Posing in front of wild, predatory animals has become alarmingly common as well. (This is also, it should be noted, not at all good for the animals.)
Not everyone who travels posts selfies in front of wild lions, of course — or, for that matter, tramples through sensitive ecosystems or poses with a duck-face at a concentration camp. But those outlandish examples tap into a desire shared by many — a desire to use travel as a way to bolster one's self-esteem and image, rather than to meaningfully experience a new destination and its culture.
Though posting to social media can feel like a necessary part of a vacation, at the end of the day, it simply is not. When asked how to break the stronghold social media has on traveling, Henderson offers simple advice: "First and obviously, just disconnect. Stop using it."
If that seems too daunting — "disconnecting takes incredible discipline," Henderson concedes — consider using a service to limit your usage.
Facebook and Instagram have tools that let you check how much time you spend each day on social media, and to set limits for yourself. Exceed the maximum amount of time you want to spend on the platform (an hour, say) and an alert will go off.
If you really want to commit to saying no to social media, you can go somewhere where hitting up Facebook or Instagram is next to impossible.
Resorts and retreats in far-flung destinations like Alaska, Newfoundland and the Seychelles offer the terrifying and enticing promise of virtually no cell service or Wi-Fi, forcing you to spend a few days away from your favorite social platform.
Other properties have established special programs to help you disconnect. Velas Resorts in Mexico, for instance, recently introduced a Digital Concierge, "tasked with the all-important duty of 'cleansing' [a guest's] suite by removing the flat screen television from the room, replacing it with classic board games and then whisking away their personal electronic devices (phone, laptop, iPad, PSP, etc.) to a safe."

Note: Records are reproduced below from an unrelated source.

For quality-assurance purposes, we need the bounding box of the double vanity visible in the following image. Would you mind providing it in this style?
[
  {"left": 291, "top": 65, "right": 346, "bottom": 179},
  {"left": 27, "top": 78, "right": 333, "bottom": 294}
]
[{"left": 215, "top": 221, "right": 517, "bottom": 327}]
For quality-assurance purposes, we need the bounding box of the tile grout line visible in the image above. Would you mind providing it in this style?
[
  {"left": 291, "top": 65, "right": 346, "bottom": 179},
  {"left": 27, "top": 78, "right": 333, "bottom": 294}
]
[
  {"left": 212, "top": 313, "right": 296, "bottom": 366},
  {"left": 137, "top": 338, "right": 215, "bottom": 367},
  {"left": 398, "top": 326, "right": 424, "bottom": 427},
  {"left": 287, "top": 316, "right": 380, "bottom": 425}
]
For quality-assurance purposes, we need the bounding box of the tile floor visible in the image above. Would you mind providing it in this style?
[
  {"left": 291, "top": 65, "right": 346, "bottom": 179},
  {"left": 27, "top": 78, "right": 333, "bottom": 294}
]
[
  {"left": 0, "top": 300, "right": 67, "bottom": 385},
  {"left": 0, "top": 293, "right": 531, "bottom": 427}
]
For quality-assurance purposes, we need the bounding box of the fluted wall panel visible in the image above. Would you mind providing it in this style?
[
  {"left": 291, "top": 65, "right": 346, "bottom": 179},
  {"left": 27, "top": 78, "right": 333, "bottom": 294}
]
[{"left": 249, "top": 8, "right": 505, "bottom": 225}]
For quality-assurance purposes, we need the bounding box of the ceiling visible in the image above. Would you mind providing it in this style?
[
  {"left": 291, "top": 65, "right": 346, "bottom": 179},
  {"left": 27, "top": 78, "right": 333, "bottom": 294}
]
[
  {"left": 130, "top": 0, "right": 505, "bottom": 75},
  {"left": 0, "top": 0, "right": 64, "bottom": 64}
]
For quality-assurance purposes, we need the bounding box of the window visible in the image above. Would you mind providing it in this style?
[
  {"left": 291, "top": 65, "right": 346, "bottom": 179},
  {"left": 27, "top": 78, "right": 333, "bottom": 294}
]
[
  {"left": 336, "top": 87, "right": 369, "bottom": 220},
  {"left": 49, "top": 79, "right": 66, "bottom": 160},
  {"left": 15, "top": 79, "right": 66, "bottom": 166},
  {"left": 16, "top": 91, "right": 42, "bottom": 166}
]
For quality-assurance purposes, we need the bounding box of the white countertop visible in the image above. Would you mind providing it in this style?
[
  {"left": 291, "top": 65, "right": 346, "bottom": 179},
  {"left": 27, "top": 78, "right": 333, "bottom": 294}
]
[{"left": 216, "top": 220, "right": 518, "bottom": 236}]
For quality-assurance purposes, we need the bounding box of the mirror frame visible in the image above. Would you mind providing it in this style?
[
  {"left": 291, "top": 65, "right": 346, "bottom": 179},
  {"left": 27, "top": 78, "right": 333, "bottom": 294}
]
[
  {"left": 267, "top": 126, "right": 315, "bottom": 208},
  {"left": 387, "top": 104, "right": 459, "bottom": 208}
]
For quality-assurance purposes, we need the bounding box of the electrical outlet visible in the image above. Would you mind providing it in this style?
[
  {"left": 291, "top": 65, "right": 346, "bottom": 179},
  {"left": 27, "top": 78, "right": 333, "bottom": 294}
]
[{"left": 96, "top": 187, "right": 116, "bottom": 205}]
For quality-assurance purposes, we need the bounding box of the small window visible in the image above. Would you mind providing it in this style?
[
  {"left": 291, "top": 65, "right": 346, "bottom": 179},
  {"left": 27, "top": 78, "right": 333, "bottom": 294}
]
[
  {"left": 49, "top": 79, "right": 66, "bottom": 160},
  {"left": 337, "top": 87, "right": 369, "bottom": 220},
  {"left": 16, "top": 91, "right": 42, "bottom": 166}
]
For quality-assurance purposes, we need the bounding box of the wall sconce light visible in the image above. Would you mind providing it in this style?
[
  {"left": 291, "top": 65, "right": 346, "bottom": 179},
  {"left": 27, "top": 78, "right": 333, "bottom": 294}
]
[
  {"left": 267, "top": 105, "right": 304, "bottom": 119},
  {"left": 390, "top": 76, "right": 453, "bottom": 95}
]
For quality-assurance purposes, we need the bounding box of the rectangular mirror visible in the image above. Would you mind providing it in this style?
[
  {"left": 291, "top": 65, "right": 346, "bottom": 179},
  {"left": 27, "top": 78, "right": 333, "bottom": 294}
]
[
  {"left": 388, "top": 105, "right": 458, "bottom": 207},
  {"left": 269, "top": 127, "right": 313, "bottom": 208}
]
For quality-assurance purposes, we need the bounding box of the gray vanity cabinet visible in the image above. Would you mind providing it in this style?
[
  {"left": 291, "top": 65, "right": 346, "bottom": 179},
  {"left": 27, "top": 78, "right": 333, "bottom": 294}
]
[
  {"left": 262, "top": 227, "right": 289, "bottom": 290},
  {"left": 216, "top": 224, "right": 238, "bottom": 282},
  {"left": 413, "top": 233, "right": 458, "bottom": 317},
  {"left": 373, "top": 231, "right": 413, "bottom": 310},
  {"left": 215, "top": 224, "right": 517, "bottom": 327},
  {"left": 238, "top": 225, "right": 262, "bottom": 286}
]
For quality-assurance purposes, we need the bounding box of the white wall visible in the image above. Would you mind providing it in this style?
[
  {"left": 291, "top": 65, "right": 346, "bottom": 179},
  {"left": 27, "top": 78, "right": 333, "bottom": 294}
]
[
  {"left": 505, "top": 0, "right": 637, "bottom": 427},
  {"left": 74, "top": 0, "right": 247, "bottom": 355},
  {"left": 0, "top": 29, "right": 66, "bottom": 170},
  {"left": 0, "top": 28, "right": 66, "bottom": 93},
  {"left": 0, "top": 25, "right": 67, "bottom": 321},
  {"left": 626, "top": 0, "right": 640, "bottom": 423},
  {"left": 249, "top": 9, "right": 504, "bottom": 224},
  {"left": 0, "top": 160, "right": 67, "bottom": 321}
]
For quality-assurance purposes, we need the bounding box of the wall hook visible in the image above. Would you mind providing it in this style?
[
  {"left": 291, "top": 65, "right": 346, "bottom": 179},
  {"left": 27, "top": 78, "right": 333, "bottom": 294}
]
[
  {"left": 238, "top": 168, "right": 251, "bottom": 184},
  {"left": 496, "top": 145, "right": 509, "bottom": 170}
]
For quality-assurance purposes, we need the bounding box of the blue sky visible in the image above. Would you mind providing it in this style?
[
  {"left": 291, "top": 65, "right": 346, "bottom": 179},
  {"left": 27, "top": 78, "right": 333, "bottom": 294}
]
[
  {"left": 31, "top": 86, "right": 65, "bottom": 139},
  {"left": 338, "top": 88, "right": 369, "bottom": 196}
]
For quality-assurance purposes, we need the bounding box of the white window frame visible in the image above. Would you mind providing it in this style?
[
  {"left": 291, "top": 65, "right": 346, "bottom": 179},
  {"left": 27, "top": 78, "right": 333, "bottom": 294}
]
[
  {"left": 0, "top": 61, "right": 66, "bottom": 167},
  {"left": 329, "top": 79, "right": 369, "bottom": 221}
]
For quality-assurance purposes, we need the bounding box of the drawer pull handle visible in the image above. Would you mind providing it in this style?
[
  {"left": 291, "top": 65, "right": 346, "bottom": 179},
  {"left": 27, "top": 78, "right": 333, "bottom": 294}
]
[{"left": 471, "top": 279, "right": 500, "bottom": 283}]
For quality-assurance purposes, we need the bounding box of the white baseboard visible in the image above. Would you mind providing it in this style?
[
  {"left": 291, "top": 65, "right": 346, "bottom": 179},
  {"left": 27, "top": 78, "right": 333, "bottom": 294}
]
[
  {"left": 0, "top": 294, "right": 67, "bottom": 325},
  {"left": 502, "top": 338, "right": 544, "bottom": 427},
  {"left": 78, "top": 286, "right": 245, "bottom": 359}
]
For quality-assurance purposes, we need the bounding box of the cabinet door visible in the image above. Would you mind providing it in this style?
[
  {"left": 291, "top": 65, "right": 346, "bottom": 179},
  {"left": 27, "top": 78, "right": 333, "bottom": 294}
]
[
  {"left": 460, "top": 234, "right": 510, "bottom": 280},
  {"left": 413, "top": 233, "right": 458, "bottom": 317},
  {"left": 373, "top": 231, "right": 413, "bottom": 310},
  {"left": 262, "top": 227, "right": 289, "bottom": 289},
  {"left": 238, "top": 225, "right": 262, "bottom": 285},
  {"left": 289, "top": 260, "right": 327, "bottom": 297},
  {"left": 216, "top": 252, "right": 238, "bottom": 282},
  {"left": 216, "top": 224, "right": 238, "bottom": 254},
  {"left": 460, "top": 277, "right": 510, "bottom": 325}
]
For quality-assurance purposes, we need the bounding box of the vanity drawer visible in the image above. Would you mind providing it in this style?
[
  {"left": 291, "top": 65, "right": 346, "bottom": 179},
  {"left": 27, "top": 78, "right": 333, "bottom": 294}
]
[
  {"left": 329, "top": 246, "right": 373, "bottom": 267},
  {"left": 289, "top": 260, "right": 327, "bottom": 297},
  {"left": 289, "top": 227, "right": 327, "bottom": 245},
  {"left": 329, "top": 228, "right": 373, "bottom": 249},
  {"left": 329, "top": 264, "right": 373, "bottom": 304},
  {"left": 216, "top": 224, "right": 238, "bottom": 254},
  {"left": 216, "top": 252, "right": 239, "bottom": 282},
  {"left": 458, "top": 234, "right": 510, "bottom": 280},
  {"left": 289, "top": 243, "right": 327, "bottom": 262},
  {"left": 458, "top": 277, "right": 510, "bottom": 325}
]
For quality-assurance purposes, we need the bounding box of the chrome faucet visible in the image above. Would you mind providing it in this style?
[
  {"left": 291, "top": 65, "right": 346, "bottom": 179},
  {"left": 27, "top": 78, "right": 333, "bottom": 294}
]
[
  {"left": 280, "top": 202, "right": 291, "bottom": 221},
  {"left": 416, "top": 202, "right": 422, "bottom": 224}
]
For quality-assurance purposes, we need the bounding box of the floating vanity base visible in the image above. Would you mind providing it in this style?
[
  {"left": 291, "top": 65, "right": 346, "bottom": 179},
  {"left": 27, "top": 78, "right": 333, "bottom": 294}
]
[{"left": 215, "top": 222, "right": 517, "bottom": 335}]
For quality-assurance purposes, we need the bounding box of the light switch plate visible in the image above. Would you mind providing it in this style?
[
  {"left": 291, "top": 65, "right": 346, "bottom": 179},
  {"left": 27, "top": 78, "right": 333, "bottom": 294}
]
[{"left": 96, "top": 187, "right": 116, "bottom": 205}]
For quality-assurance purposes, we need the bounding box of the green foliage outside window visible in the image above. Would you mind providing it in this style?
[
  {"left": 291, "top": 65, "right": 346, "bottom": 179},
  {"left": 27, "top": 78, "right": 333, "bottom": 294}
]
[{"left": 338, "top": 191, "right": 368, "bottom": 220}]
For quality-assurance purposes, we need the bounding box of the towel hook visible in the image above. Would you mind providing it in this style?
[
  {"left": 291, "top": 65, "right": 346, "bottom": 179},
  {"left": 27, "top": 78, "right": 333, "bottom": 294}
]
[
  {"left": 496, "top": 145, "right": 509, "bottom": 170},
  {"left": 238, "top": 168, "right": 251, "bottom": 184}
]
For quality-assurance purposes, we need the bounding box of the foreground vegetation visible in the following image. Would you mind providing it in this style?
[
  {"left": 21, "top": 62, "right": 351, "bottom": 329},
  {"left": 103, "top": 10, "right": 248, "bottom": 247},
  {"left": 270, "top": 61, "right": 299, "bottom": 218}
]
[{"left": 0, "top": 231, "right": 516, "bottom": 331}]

No matter how you choose to limit your time on social media — by intentionally tapping out, implementing a tool on your phone or traveling to the farthest reaches of Earth — doing so is imperative.
"We live in a society where we are overwhelmed with things coming at us, trying to take our attention," Henderson says. "The idea of going away, of having a break, offers an opportunity for building back well-being."
In other words, posting about traveling to Iceland can be fun, but just experiencing Iceland will likely be better. Imagine bathing in mineral hot springs, chasing Northern Lights, strolling a black-sand beach and sharing brennivín with locals at a bar — all without posting a single thing to Instagram.
"Allow yourself to disconnect," Henderson says — and let the vacation truly begin.